Michael Weiss

Personal information
- Full name: Michael Weiss
- National team: United States
- Born: May 23, 1991 (age 35) Reno, Nevada
- Height: 6 ft 3 in (1.91 m)

Sport
- Sport: Swimming
- Strokes: Freestyle
- College team: University of Wisconsin–Madison

Medal record
Men's swimming
Representing the United States
World Championships (LC)
| Silver medal – second place | 2015 Kazan | 4×200 m freestyle |
World Championships (SC)
| Gold medal – first place | 2012 Istanbul | 4×200 m freestyle |
| Gold medal – first place | 2014 Doha | 4×200 m freestyle |
Pan American Games
| Silver medal – second place | 2015 Toronto | 4×200 m freestyle |
| Silver medal – second place | 2015 Toronto | 4×100 m medley |
| Bronze medal – third place | 2015 Toronto | 200 m freestyle |
| Bronze medal – third place | 2015 Toronto | 4×100 m freestyle |
Summer Universiade
| Gold medal – first place | 2013 Kazan | 400 m medley |
| Silver medal – second place | 2013 Kazan | 4×200 m freestyle relay |

= Michael Weiss (swimmer) =

American swimmer (born 1991)

Michael Weiss (born May 23, 1991) is an American competition swimmer who has represented the United States in international championships including the FINA World Championships, Pan American Games, and World University Games.

==Career==
Weiss was born in Reno, Nevada, where he was a three-time Nevada Interscholastic Activities Association state champion while in high school, winning one championship event in each of his sophomore, junior and senior years.
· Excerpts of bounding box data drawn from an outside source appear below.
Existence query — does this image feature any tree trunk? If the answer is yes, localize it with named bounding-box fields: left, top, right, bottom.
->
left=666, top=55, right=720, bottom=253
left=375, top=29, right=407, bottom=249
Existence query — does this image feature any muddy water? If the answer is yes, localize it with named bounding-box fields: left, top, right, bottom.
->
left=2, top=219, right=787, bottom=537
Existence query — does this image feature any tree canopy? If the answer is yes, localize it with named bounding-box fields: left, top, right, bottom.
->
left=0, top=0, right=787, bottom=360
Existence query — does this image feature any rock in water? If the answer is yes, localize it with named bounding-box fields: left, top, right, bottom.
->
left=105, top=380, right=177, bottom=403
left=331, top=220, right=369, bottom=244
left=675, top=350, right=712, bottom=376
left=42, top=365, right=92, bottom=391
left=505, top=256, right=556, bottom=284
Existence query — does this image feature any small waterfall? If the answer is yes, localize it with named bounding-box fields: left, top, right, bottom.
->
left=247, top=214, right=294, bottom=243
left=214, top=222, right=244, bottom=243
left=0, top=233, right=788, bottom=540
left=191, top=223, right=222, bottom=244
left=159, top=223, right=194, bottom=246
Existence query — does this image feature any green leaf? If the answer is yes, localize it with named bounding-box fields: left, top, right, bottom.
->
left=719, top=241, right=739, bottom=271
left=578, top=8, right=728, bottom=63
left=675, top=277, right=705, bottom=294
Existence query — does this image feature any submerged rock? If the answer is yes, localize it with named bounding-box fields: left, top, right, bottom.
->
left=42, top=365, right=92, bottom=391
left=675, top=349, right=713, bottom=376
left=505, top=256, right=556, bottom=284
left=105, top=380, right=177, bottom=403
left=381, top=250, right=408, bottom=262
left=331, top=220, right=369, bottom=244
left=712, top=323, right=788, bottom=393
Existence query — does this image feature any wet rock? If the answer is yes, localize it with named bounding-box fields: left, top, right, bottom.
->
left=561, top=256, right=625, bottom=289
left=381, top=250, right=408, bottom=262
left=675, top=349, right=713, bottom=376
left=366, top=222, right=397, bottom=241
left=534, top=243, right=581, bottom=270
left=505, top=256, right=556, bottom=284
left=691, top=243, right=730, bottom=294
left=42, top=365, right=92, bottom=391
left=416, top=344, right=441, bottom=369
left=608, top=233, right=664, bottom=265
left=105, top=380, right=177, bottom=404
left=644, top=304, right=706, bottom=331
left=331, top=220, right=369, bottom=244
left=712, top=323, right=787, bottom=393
Weiss won the gold medal at the short course 2012 FINA World Swimming Championships (25 m) in the 4x200-meter freestyle relay, having swum the anchor leg in the preliminary heats, which teammate Matt McLean swam in the final.

Weiss swam at the 2013 version of the made-for-television Duel in the Pool. He was also a gold medalist and broke the University Record at the 2013 Summer Universiade.

He again won gold at the short course 2014 FINA World Swimming Championships (25 m) in the 4x200-meter relay, having swum the third leg in the preliminary heats, which teammate Matt McLean (as in 2012) swam in the final. He also competed at the 2014 Pan Pacific Swimming Championships.